Am 12.03.2015 um 13:48 schrieb Julian Taylor <jtaylor.debian@googlemail.com>:
On 03/12/2015 10:15 AM, Gregor Thalhammer wrote:
Another note, numpy makes it easy to provide new ufuncs, see http://docs.scipy.org/doc/numpy-dev/user/c-info.ufunc-tutorial.html from a C function that operates on 1D arrays, but this function needs to support arbitrary spacing (stride) between the items. Unfortunately, to achieve good performance, vector math libraries often expect that the items are laid out contiguously in memory. MKL/VML is a notable exception. So for non contiguous in- or output arrays you might need to copy the data to a buffer, which likely kills large amounts of the performance gain.

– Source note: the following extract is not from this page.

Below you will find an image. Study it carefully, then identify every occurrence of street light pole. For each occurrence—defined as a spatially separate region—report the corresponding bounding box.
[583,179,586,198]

The elementary functions are very slow even compared to memory access, they take in the orders of hundreds to tens of thousand cycles to complete (depending on range and required accuracy). Even in the case of strided access that gives the hardware prefetchers plenty of time to load the data before the previous computation is done.

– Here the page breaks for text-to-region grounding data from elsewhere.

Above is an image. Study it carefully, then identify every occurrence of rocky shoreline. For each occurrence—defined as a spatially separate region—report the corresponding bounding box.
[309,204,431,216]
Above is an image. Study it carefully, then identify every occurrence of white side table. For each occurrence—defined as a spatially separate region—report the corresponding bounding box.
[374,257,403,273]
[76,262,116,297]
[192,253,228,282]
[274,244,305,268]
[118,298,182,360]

That might apply to the mathematical functions from the standard libraries, but that is not true for the optimized libraries. Typical numbers are 4-10 CPU cycles per operation, see e.g. https://software.intel.com/sites/products/documentation/doclib/mkl_sa/112/vm... The benchmarks at https://github.com/geggo/uvml <https://github.com/geggo/uvml> show that memory access to main memory limits the performance for the calculation of exp for large array sizes . This test was done quite some time ago, memory bandwidth now typically is higher, but also computational power.
This also removes the requirement from the library to provide a strided api, we can copy the strided data into a contiguous buffer and pass it to the library without losing much performance. It may not be optimal (e.g. a library can fine tune the prefetching better for the case where the hardware is not ideal) but most likely sufficient.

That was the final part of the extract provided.